Melodi melongo sembari dalam hati terus mengoceh mengumpat Samuel yang kurang ajar. Menjadikan Melodi sasaran biar Raya stay tapi sedari tadi gak ada satupun yang ngomong apa tujuannya.

Bagus juga semesta mendatangkan Devano di depan mata Raya. Dengan begini Melodi terlepas. Siapa sih yang bisa menahan Raya kalau sudah melihat Devano?

Hal terdesak apapun kalau Raya sudah melihat Devano, semua kalah.

****

Langkah Raya akhirnya sampai di samping Devano yang kali ini sedang duduk sembari bermain ponselnya seorang diri. Raya memutuskan duduk di samping Devano tanpa permisi, yang semula Devano tidak sadar akan kehadirannya jadi refleks menoleh dan melihatnya.

"Gue gak tau ternyata lo masih di sini." ucap Raya tersenyum manis pada Devano.

Bukannya menjawab, Devano justru kembali fokus menatap ponselnya. Bagi Raya ini sudah biasa tapi menyerah bukan pilihan tepat.

"Lo tau kenapa kita ketemu?" Raya mencoba mengajak bicara meski sudah tau jawabannya pasti hanya keheningan.

"Karena takdir semesta." lanjut Raya kembali.

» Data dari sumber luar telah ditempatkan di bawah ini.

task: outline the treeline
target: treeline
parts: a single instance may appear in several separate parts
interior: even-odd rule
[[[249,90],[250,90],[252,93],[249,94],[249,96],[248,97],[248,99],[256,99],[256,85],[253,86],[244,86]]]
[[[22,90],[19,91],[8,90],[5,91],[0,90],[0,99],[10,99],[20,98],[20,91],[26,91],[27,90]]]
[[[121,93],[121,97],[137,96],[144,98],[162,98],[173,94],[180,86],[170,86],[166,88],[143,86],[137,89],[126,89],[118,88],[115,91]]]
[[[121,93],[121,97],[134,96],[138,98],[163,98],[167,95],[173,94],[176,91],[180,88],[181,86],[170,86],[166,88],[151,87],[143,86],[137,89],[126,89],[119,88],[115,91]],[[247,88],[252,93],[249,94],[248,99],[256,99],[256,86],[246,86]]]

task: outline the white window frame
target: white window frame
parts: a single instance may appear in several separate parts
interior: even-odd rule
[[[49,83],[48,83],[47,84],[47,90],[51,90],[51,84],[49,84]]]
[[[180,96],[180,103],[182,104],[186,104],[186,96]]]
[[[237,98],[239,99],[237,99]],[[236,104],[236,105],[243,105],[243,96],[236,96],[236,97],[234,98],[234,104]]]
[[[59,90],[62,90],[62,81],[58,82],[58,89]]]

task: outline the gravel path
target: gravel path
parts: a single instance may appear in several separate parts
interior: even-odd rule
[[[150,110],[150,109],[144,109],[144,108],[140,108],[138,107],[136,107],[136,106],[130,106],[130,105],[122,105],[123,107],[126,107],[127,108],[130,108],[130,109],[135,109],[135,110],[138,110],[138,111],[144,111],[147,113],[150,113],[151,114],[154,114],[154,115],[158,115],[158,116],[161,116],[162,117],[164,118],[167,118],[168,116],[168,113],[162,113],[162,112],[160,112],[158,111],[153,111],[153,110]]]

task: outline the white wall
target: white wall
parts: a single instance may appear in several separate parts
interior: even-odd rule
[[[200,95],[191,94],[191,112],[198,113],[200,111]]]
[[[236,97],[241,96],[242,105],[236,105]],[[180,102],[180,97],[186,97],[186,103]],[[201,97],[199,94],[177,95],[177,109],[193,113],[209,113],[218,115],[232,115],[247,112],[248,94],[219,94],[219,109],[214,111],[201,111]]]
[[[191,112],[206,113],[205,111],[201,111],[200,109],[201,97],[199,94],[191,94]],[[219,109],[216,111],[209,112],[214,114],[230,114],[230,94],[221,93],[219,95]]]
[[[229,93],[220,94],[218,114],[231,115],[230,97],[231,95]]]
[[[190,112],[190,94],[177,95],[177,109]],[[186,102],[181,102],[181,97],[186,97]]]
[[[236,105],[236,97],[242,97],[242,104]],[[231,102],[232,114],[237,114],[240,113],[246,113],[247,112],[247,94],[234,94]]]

Devano masih diam fokus dengan ponselnya. Pandangannya benar-benar lurus seakan tidak menyadari jika Raya ada di sampingnya tengah mengajak dirinya bicara.

"Semesta itu maunya kita sama terus tapi kita bukan tali nyambung yang dalam satu garis dipertemukan tapi bukan untuk disatukan." ucap Raya lagi.

Kali ini Devano mengalihkan perhatiannya dari menatap ponsel jadi lurus menatap entah apa sebelum akhirnya menoleh ke arah Raya yang tengah cengengesan sendiri di sampingnya.

"Lo sehat?" ujar Devao bertanya dengan nada yang sangat datar.

"Sehat walafiyat." dengan semangat Raya menjawab.

Beberapa detik hening, Devano tak bicara dan Raya hanya menunggu. Tatapan mata mereka saling bertemu hanya sebentar sebelum akhirnya Devano membuang muka dan berdiri dan langsung pergi tanpa mengucap sepatah kata lagi.

Raya yang sudah terbiasa akan ini hanya menatap Devano yang saat ini memilih berdiri di dekat etalase toko, beberapa detik kemudian pegawai foto copi datang dan menyerahkannya pada Devano.

Sempat terjadi beberapa percakapan. Kalau di jelaskan Devano hanya bertanya, berapa dan mbaknya menjawab 10rb. Setelah menyerahkan uangnya Devano pergi tanpa pamit. Seolah sama sekali tidak menganggap kehadiran Raya ada di depan matanya.

Nyesek, tapi mau bagaimana lagi. Hati Raya terlanjur suka dan itu sudah tidak bisa di hapus terkecuali saat dirinya sudah menemukan pengganti yang mampu membuat nyaman dan lupa soal Devano.

Hanya saja Raya hanya tau satu hal saat ini. Semesta sering berbaik hati mempertemukan dirinya karena mereka hidup di satu garis tempat yang sama. Ini sudah menjadi konspirasi alam dan pertemuan akan sering terjadi selagi masih dalam satu garis titik.